Interaction Modeling and Dynamic Control Strategy for C-Shaped Leg with Sandy Terrain in Terradynamics

Abstract

High trafficability and robustness on terrain surfaces composed of granular substrates can be obtained through configurations of C-shaped legs. Recently, C-shaped configuration has been widely used in the locomotion mechanism design of the legged mobile robots on harsh grounds, especially for sandy terrains. In case of rotational gait, based on the stress-macro deformation relationship according to the Resistive Force Theory (RFT) in terradynamics, an interaction model between a C-shaped leg and the sandy terrain is established in this paper.
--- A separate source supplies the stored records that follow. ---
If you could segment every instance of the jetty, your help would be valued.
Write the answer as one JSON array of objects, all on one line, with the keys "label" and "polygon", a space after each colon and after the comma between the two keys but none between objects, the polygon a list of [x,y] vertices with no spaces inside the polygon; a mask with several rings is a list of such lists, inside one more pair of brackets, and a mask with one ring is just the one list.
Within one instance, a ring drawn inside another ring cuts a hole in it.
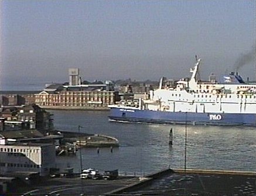
[{"label": "jetty", "polygon": [[65,153],[66,154],[75,154],[80,147],[119,147],[117,139],[105,135],[90,134],[55,130],[53,134],[61,134],[63,136],[60,142],[58,154]]}]

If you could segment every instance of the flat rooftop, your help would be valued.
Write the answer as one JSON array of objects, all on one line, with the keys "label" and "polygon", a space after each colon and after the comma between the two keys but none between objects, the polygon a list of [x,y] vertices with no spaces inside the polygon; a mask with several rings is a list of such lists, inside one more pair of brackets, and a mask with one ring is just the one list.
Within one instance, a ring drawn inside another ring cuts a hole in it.
[{"label": "flat rooftop", "polygon": [[107,195],[256,195],[256,173],[168,169]]}]

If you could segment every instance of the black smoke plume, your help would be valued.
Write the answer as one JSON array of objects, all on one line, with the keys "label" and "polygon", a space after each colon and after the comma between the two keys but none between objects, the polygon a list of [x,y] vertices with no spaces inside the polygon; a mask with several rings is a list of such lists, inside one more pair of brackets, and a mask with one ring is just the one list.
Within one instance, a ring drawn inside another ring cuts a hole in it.
[{"label": "black smoke plume", "polygon": [[247,64],[252,62],[255,63],[255,46],[254,45],[247,53],[242,54],[235,63],[234,67],[235,71],[238,71],[239,69]]}]

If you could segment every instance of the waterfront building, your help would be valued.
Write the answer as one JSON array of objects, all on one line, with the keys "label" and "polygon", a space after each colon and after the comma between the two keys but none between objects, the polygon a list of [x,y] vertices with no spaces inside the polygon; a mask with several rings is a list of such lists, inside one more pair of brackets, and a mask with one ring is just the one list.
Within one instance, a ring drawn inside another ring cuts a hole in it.
[{"label": "waterfront building", "polygon": [[19,125],[21,128],[50,130],[53,128],[51,116],[49,112],[35,104],[0,108],[0,118],[12,127]]},{"label": "waterfront building", "polygon": [[12,172],[37,172],[48,175],[55,166],[55,146],[45,143],[0,145],[0,174]]},{"label": "waterfront building", "polygon": [[104,109],[118,100],[118,92],[114,91],[112,84],[63,87],[61,90],[55,91],[45,89],[45,91],[35,95],[36,104],[45,108]]},{"label": "waterfront building", "polygon": [[16,106],[35,104],[35,94],[40,92],[26,91],[0,91],[0,105]]}]

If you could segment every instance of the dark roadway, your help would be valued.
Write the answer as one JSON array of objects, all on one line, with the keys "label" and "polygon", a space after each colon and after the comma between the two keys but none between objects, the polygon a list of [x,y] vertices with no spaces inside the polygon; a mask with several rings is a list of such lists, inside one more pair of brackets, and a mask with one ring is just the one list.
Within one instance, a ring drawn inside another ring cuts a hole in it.
[{"label": "dark roadway", "polygon": [[8,195],[101,195],[138,181],[138,178],[128,177],[109,181],[79,177],[48,178],[38,185],[18,187]]}]

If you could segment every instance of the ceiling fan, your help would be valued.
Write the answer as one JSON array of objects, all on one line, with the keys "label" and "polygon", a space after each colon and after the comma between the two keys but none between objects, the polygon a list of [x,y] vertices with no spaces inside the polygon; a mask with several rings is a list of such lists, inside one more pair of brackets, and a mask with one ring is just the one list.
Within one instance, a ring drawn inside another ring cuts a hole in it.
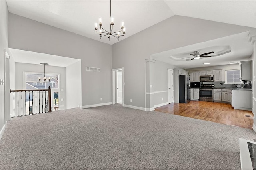
[{"label": "ceiling fan", "polygon": [[190,60],[192,60],[194,59],[199,59],[201,57],[211,57],[212,56],[208,56],[206,55],[212,54],[212,53],[214,53],[214,52],[212,51],[212,52],[209,52],[208,53],[204,53],[204,54],[199,54],[199,51],[196,51],[194,52],[194,54],[190,54],[190,55],[193,55],[194,56],[194,57],[192,59],[190,59]]}]

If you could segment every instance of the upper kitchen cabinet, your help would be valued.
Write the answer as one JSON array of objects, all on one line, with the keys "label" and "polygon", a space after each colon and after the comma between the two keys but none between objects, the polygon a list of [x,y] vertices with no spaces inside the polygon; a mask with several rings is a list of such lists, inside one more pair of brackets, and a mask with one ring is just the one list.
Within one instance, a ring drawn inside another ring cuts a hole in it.
[{"label": "upper kitchen cabinet", "polygon": [[188,75],[188,71],[184,70],[179,69],[178,70],[179,75]]},{"label": "upper kitchen cabinet", "polygon": [[239,67],[241,80],[252,80],[252,61],[241,61]]},{"label": "upper kitchen cabinet", "polygon": [[214,82],[222,81],[222,70],[213,71],[213,79]]},{"label": "upper kitchen cabinet", "polygon": [[200,82],[199,79],[199,77],[200,76],[200,72],[199,71],[190,72],[190,82]]},{"label": "upper kitchen cabinet", "polygon": [[200,71],[200,75],[213,75],[213,74],[214,71],[212,70]]}]

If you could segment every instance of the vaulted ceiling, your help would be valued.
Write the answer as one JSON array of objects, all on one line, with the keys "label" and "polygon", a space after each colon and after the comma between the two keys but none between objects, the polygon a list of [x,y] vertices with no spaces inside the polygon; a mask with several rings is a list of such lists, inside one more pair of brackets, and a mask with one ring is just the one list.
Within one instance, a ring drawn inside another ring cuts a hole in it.
[{"label": "vaulted ceiling", "polygon": [[[110,41],[107,37],[100,39],[99,36],[95,34],[94,23],[98,23],[100,17],[102,18],[103,28],[108,30],[109,0],[7,2],[10,13],[110,45],[118,42],[114,38],[110,38]],[[120,30],[121,22],[124,22],[126,28],[124,38],[175,15],[256,28],[255,0],[112,0],[111,13],[114,18],[114,30]],[[245,32],[163,51],[153,55],[152,57],[156,59],[184,68],[203,66],[203,63],[206,62],[206,60],[207,62],[212,62],[214,59],[215,65],[227,64],[233,61],[243,61],[248,59],[252,53],[252,46],[248,43],[248,33]],[[237,40],[235,42],[235,39]],[[120,37],[119,41],[122,40],[124,38]],[[179,59],[188,57],[191,56],[190,54],[196,50],[200,51],[200,54],[204,51],[208,52],[208,50],[215,50],[214,54],[217,55],[218,52],[220,53],[222,50],[224,50],[221,48],[223,47],[221,47],[222,45],[229,46],[232,49],[231,52],[220,56],[215,55],[207,60],[200,59],[197,60],[197,62],[192,61],[190,63],[186,62],[186,60]],[[18,55],[18,51],[16,51],[16,53]],[[191,64],[192,62],[193,64]]]},{"label": "vaulted ceiling", "polygon": [[[10,12],[109,44],[114,38],[100,39],[94,23],[102,18],[108,30],[108,0],[8,0]],[[128,37],[174,15],[256,28],[256,2],[237,0],[113,0],[113,30],[124,22]],[[119,41],[123,38],[120,38]]]}]

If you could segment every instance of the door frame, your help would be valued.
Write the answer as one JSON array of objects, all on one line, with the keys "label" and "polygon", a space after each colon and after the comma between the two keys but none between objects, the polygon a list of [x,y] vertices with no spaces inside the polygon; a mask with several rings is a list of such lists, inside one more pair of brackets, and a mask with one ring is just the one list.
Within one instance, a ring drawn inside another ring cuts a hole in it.
[{"label": "door frame", "polygon": [[[173,84],[173,83],[174,83],[174,79],[174,79],[173,69],[167,69],[167,70],[168,70],[167,71],[168,72],[168,103],[174,103],[174,84]],[[171,80],[170,79],[170,75],[169,75],[169,71],[172,71],[172,79]],[[173,97],[173,99],[172,101],[170,101],[169,100],[169,99],[170,98],[169,96],[170,96],[170,92],[169,91],[169,82],[170,82],[170,81],[172,81],[172,91],[173,91],[172,97]]]},{"label": "door frame", "polygon": [[122,84],[123,86],[123,104],[122,106],[124,106],[124,67],[112,69],[112,103],[113,105],[116,104],[116,71],[121,70],[123,72],[122,76]]}]

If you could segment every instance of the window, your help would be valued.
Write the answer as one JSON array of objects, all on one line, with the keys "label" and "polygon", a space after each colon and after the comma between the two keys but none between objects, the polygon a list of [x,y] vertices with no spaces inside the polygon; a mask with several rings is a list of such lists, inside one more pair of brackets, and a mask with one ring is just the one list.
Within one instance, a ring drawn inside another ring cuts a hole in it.
[{"label": "window", "polygon": [[43,74],[30,73],[25,73],[26,89],[48,89],[48,87],[51,86],[52,89],[59,88],[59,75],[46,75],[46,77],[51,77],[50,82],[48,81],[40,81],[38,79],[39,77],[44,77]]},{"label": "window", "polygon": [[242,81],[239,79],[240,77],[239,70],[226,71],[226,83],[227,84],[242,83]]},{"label": "window", "polygon": [[53,81],[52,81],[50,83],[50,86],[51,86],[51,88],[52,87],[55,87],[55,82]]}]

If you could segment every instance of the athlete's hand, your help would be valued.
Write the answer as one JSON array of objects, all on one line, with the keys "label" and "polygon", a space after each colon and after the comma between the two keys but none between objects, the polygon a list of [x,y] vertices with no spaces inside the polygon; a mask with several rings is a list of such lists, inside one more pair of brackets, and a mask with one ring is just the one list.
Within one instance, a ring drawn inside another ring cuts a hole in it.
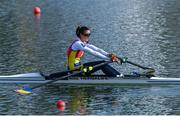
[{"label": "athlete's hand", "polygon": [[121,58],[119,58],[120,59],[120,61],[121,61],[121,64],[122,63],[126,63],[126,61],[127,61],[127,57],[121,57]]},{"label": "athlete's hand", "polygon": [[108,56],[111,58],[112,62],[119,62],[119,58],[117,57],[115,53],[111,53]]}]

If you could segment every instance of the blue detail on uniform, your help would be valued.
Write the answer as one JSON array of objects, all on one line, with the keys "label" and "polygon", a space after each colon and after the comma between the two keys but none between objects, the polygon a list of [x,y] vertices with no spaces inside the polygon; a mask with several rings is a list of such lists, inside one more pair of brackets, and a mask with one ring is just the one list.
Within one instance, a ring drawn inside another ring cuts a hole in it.
[{"label": "blue detail on uniform", "polygon": [[81,43],[81,45],[82,45],[83,47],[85,47],[85,45],[84,45],[83,43]]},{"label": "blue detail on uniform", "polygon": [[74,64],[75,67],[80,66],[80,65],[81,65],[81,62]]}]

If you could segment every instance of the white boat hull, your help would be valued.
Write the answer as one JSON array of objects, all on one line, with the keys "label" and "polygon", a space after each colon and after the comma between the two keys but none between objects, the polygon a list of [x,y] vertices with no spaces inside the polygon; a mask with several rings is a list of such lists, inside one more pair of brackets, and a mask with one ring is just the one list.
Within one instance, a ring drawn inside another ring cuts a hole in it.
[{"label": "white boat hull", "polygon": [[[17,74],[9,76],[0,76],[0,83],[46,83],[50,80],[45,80],[40,73],[27,73]],[[159,85],[180,85],[180,78],[162,78],[162,77],[151,77],[151,78],[120,78],[114,77],[109,79],[70,79],[70,80],[59,80],[55,83],[59,84],[159,84]]]}]

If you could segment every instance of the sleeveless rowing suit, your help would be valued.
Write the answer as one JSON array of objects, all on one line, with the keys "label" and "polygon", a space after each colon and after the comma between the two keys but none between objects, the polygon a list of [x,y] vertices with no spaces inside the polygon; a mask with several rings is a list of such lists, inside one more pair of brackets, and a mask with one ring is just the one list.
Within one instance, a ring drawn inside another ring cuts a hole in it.
[{"label": "sleeveless rowing suit", "polygon": [[68,48],[68,68],[70,70],[74,70],[74,69],[81,69],[82,68],[82,64],[81,64],[81,58],[84,55],[84,52],[88,52],[94,56],[97,56],[101,59],[104,60],[109,60],[110,58],[107,57],[108,53],[105,52],[104,50],[82,42],[79,38],[76,38],[73,43],[69,46]]},{"label": "sleeveless rowing suit", "polygon": [[[98,58],[103,59],[103,61],[88,62],[85,64],[81,63],[81,58],[84,55],[84,52],[90,53]],[[76,37],[72,44],[67,50],[68,55],[68,69],[69,70],[81,70],[83,66],[94,66],[104,62],[104,60],[110,60],[108,53],[92,44],[82,42],[80,38]],[[97,70],[102,70],[106,75],[114,76],[118,75],[119,72],[116,71],[110,65],[105,65],[97,69],[93,69],[90,73],[96,72]]]}]

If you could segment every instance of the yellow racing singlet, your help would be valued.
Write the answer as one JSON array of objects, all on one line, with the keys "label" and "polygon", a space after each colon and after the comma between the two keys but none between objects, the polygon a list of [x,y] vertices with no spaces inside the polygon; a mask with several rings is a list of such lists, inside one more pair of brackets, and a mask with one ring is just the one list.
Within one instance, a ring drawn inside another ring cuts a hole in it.
[{"label": "yellow racing singlet", "polygon": [[75,40],[67,50],[68,55],[68,69],[69,70],[81,70],[82,64],[80,62],[81,57],[84,55],[84,51],[82,50],[73,50],[72,45],[78,40]]}]

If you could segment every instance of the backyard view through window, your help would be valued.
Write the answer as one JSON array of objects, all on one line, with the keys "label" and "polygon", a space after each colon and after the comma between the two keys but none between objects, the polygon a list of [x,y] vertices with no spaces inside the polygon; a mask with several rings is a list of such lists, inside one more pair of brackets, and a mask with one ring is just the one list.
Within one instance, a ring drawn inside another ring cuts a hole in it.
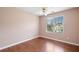
[{"label": "backyard view through window", "polygon": [[47,18],[47,32],[63,32],[64,31],[64,17],[48,17]]}]

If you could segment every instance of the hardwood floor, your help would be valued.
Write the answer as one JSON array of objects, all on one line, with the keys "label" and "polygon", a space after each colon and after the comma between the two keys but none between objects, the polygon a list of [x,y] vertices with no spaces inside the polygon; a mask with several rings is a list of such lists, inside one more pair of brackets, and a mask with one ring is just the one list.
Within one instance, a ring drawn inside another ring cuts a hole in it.
[{"label": "hardwood floor", "polygon": [[1,52],[79,52],[79,46],[39,37],[3,49]]}]

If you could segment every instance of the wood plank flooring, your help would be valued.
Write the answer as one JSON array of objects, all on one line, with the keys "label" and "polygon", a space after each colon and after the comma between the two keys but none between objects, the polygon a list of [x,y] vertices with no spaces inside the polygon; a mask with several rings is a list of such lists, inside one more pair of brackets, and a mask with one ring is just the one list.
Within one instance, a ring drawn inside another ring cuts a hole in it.
[{"label": "wood plank flooring", "polygon": [[39,37],[3,49],[1,52],[79,52],[79,46]]}]

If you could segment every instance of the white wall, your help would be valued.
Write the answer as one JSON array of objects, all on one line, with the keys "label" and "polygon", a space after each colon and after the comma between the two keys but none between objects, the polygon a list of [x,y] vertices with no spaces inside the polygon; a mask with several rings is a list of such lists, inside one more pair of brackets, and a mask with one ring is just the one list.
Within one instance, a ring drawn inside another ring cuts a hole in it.
[{"label": "white wall", "polygon": [[37,37],[38,29],[37,16],[16,8],[0,8],[0,48]]}]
Considering the influence of velocity field of C- leg particle systems on Fourier linear coefficient in fitting precondition, the inversion characters of mechanical parameters through integral derivation and linearized expression of the model are established. Then, the experimental data samples are employed to identify the mechanical parameters of the sandy terrain, followed by checking its validity through setting a limit for the tolerance between predicted results and experimental data. Furthermore, mechanical behaviors under swing gaits are analyzed, for which some basic dynamic control strategies are suggested in this study. In this work, the outputs of driving torque within the range of a feasible region experienced at the joint are explored. It is concluded that the mechanical properties dominated by the sandy terrain and leg geometry can be revealed by the identified parameters, some driving outputs can be evaluated through interaction models in terradynamics.